In recent years, entry to the FA Vase has been restricted to clubs in the ninth and lower tiers of the English football league system (those in the four levels above the ninth qualified for the FA Trophy). Reorganisation of the National League System for 2004 onwards moved the dividing line down to the new "Step 5" (ninth tier overall). Clubs from the Channel Islands (First Tower United, St. Martins and Vale Recreation) and the Isle of Man (Douglas HSOB) also entered the Vase in the past. Guernsey F.C., who were formed in 2011 and played in the "Step 5" Combined Counties League, gained entry for the 2012-13 season and reached the semi-finals.

===Exemptions===
- Eligible teams who played in the FA Vase the previous season and participated in the fourth round proper are exempt from qualifying, and start play in the second round proper of the Vase, unless they were promoted to a Step 4 league. (If they were promoted, they would play for the FA Trophy instead.)
- Those teams that lost in the third round proper the previous season are, unless promoted to the Trophy, exempt until the first round proper.

== Finals==

Only five teams have won the FA Vase more than once.
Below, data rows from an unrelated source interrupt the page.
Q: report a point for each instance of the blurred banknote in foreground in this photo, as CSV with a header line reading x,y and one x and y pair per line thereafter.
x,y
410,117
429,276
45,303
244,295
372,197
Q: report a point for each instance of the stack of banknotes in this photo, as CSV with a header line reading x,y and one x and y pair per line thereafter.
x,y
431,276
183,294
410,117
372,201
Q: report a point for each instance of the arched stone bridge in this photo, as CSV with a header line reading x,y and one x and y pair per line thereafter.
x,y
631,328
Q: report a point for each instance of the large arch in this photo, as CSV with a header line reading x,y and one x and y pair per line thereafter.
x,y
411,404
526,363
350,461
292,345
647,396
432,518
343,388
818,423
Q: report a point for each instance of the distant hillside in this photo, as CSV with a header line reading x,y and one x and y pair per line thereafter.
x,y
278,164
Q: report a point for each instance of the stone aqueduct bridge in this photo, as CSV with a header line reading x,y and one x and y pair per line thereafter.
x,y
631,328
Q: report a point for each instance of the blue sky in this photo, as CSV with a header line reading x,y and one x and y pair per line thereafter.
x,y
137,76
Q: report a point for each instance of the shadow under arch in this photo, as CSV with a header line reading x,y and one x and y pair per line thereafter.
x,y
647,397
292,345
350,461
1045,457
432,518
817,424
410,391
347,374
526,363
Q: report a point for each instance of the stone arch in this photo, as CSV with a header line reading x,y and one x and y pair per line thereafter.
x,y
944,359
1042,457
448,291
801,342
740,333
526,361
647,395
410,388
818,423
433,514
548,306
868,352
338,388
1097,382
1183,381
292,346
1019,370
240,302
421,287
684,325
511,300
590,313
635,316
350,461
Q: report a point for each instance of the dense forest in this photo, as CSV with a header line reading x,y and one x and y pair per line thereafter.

Whitley Bay are the only team to win the FA Vase three times in successive seasons, while Billericay Town, Tiverton Town and Halesowen Town have won back-to-back titles. In 2017 Forest Green Rovers became the first FA Vase winners to go on to play in the English Football League, while one former Football League team (Glossop North End) have twice been beaten finalists.

==Media coverage==
BT Sport showed the 2016 FA Vase Final between Hereford and Morpeth Town live on 22 May as part of a double-header along with the 2016 FA Trophy Final. This has continued in more recent years. The 2025 FA Vase final was broadcast on TNT Sports 4 and Discovery+.